The other day I was getting my nails done at the local salon I frequent. They are all lovely people there and the same two women have been tending me for over two years. Yet, I have no idea what they say to me when they make an attempt at small talk. Yesterday I thought my manicurist asked me if I wanted “soda” (which sounded like “shoda”) and in reality she’d asked me if I wanted my nails “shorter.” Lost in translation. I got nothing to drink and my hands rivaled Freddy Kreuger’s when I left. I was just too embarrassed to say “yes, ‘shoda’” by the time I realized what the question was.

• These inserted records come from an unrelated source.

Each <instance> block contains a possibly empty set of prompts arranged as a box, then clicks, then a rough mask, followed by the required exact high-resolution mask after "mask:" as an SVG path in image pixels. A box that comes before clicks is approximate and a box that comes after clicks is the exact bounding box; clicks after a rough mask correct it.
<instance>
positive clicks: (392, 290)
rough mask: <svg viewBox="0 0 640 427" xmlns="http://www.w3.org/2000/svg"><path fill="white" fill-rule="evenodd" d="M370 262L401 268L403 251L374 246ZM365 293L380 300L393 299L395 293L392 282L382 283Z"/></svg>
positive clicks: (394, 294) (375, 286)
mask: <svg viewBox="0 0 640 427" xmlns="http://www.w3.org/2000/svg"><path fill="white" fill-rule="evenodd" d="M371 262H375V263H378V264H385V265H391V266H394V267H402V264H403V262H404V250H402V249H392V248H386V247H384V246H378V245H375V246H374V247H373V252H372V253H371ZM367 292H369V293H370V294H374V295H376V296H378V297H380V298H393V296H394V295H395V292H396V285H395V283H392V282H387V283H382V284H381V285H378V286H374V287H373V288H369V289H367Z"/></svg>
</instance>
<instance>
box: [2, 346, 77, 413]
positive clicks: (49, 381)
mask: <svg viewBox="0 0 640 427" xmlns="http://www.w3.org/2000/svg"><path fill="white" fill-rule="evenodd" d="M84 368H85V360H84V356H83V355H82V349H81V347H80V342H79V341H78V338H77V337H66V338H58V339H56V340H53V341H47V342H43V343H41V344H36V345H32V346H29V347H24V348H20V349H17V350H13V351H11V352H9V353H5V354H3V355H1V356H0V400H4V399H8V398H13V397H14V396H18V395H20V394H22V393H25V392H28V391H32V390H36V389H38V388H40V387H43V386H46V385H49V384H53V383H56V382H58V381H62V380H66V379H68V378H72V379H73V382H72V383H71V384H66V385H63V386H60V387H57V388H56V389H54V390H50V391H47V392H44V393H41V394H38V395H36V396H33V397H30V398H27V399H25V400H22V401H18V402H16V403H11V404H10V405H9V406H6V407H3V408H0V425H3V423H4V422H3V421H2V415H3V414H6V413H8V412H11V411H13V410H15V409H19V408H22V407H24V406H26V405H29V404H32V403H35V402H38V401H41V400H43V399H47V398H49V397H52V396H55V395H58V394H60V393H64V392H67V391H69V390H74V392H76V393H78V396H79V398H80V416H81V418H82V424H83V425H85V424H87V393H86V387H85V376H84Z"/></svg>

Monday I was up and out early and didn’t have time to prepare my own initial dose of caffeine. As I was heading down the PCH, I noticed there was no one at the drive thru at McDonald’s so I thought I’d treat myself to just a large “unfancy” coffee, with two Splendas and regular milk. I thought the Great Oz at the order board had it right. It sounded right, but then again, I hadn’t had any coffee yet, so the brain wasn’t quite functioning at full throttle. Imagine my surprise when I pulled up at Window 2 and there, waiting for me, was a gigantic frozen mocha “beyond” grande, complete with whipped cream, drizzled syrup and a straw. After gesturing and using what little Spanish I could think of that would be relevant (that being pretending I was blowing on something hot because I forgot the word “caliente” and repeating “cafe con leche”) I finally got the right order.

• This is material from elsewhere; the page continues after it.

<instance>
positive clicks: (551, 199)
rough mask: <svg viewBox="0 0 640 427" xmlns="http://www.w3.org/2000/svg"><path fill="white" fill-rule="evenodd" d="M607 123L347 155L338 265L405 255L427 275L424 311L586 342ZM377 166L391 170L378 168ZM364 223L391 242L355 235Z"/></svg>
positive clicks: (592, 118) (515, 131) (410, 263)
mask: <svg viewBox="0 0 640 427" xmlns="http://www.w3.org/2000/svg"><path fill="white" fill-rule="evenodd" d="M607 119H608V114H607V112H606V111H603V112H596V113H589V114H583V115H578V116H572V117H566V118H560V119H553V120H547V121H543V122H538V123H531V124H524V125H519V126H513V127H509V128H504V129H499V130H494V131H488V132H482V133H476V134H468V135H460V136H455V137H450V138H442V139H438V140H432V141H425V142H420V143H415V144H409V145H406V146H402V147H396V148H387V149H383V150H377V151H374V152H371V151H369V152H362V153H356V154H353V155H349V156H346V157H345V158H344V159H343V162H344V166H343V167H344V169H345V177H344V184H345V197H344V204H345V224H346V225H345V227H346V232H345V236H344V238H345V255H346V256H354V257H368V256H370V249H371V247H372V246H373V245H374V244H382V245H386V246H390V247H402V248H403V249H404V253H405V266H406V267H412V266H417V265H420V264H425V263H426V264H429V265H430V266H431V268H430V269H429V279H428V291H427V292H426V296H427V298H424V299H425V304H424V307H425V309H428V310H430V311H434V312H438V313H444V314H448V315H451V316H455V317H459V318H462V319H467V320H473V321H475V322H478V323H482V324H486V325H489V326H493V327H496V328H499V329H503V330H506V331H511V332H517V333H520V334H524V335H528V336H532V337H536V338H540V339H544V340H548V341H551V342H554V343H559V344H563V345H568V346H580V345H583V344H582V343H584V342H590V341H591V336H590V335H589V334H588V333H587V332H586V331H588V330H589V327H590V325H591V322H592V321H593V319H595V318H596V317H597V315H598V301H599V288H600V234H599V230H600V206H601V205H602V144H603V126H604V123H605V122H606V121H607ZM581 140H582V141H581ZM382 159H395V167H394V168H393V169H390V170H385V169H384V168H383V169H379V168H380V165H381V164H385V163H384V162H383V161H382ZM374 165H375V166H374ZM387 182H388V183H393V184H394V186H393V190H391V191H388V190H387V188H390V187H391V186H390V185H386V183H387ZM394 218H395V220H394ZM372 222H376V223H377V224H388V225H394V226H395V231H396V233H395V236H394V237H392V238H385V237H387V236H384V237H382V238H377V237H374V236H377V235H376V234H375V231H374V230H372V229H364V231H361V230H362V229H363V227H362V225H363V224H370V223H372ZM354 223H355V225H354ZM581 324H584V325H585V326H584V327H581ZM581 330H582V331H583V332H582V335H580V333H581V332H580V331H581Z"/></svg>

The coffee episode reminded me of a visit to a Cancun that was barely open to tourists in the mid ’80′s. The hoteliers were making a valiant effort to attract vacation-goers and it truly is a beautiful place, with “confectioner’s sugar” beaches and water so warm and clear you think it came from a tap. However, their training of these very enthusiastic employees, who certainly understood and excelled at customer service, didn’t seem to concentrate on understanding or speaking english. After all, it is Mexico and Spanish is their language, but almost every turista in this hotel was American. A friend was in a room down the hall and went into the bathroom, turned on the sink, only to have water shoot up at him from the faucets. He attempted to repair it himself and when he realized it was beyond his plumbing expertise, he called the front desk. The lovely concierge there listened to him describe his problem but apparently only focused on the part where he said the “sink squirts.”

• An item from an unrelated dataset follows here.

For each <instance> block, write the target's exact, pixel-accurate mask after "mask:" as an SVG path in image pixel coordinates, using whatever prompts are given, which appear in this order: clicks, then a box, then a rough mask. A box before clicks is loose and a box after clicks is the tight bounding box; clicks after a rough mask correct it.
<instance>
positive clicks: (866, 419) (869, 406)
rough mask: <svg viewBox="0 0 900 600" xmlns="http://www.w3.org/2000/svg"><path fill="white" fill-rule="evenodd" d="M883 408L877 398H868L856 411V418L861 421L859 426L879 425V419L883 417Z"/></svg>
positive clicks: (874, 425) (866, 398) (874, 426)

My friend was immensely pleased when not five minutes later there was a knock on his door. The pleasure turned to utter surprise when he opened the door and found standing there, not someone in overalls with a wrench and a bucket, but a white-gloved room service waiter with five cans of orange soda on a tray. Apparently, the concierge heard “cinco Squirts”… not “the sink squirts”…if you don’t know, Squirt is the very popular orange soft drink preferred by the Mexican people. She sent up five … “cinco.”
The other really bad thing you can do is shout at someone with an accent. I don’t know why, but I personally think if I just get really loud they will understand what I am saying.
You’ll find this blog is a little shorter…or “shoda.” It’s because I find it too hard to type with these Dragon Lady nails I have thanks to my poor understanding of an accent.
What difficulties do you have with language?